Пииты весело воззрились друг на друга. Грефлингер что-то насвистывал, Биркен улыбался влажными губами, Шнойбер вполголоса смаковал догадки, Лауремберг допытывался, где юный Шефлер, а Бухнер кивал понимающе: что ж, дело житейское и при столь ограниченных сроках отлагательств не терпящее.

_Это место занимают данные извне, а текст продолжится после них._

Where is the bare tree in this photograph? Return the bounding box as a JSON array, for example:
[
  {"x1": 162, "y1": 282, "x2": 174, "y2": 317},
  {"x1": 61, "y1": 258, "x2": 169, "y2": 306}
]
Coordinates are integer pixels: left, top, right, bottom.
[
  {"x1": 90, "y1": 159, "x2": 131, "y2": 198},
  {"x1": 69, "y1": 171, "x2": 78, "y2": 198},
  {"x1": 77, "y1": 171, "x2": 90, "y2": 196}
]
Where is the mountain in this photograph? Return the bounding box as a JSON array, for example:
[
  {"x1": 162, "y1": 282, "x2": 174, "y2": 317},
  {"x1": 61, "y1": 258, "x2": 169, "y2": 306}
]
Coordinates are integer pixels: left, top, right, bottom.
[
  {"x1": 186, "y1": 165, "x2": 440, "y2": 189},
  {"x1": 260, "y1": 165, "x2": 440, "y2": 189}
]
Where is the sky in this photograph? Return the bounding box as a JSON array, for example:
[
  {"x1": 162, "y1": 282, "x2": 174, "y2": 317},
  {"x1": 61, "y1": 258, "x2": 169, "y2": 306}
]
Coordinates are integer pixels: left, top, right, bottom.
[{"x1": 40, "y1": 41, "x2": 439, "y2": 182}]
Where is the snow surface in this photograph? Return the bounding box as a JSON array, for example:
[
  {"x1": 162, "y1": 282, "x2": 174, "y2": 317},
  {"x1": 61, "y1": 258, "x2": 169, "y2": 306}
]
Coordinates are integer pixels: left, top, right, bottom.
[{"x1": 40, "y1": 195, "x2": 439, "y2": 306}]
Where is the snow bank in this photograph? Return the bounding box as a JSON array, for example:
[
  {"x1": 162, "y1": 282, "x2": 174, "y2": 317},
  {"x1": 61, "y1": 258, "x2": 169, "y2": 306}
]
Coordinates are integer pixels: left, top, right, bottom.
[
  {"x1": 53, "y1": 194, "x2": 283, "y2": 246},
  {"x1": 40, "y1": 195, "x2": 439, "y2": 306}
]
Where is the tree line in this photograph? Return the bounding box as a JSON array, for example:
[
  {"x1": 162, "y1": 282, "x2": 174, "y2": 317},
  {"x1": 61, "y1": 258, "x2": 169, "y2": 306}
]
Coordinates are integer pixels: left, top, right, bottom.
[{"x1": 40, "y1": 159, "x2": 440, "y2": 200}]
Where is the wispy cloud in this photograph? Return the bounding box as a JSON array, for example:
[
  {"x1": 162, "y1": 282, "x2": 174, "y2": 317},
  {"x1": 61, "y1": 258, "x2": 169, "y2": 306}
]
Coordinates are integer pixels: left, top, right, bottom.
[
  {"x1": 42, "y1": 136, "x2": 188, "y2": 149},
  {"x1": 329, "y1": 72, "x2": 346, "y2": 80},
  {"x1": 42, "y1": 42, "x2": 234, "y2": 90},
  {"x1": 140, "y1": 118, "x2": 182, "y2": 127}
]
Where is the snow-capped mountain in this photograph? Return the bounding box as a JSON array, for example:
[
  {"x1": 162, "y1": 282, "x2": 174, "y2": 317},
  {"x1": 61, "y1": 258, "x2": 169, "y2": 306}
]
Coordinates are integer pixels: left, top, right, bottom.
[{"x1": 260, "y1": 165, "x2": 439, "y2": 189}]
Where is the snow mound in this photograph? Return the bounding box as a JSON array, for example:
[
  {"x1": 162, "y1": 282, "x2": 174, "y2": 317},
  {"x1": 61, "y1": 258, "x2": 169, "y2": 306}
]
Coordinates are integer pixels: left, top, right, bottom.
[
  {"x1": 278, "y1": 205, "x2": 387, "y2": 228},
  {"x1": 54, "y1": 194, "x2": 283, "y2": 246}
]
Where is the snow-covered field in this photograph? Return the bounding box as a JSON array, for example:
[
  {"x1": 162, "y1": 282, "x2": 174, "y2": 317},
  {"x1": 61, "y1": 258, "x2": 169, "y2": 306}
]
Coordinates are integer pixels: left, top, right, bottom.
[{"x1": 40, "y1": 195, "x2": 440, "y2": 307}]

Тем временем под смешки табурет меж Дахом и чертополохом занял Эльбский Лебедь. Так иной раз, намекая на Боберского Лебедя Опица, величали Иоганна Риста его друзья, с которыми он, как член «Плодоносного общества», состоял в переписке под именем Крепкого. Все в Ристе было внушительным: и проповедническое громогласие, и камергерская осанка, и тяжеловатый северный юмор, и массивная фигура, всегда облаченная в лучшие сукна, и борода, и орлиный нос, и даже водянистый взгляд, как ни хитро прищуривал он левый глаз. На все у него был готов ответ. Ничто не укрывалось от его приговора. Вечно раздираемый распрями (не только с Цезеном), он все же усердно корпел и над своими бумагами, которые теперь как-то нерешительно перебирал.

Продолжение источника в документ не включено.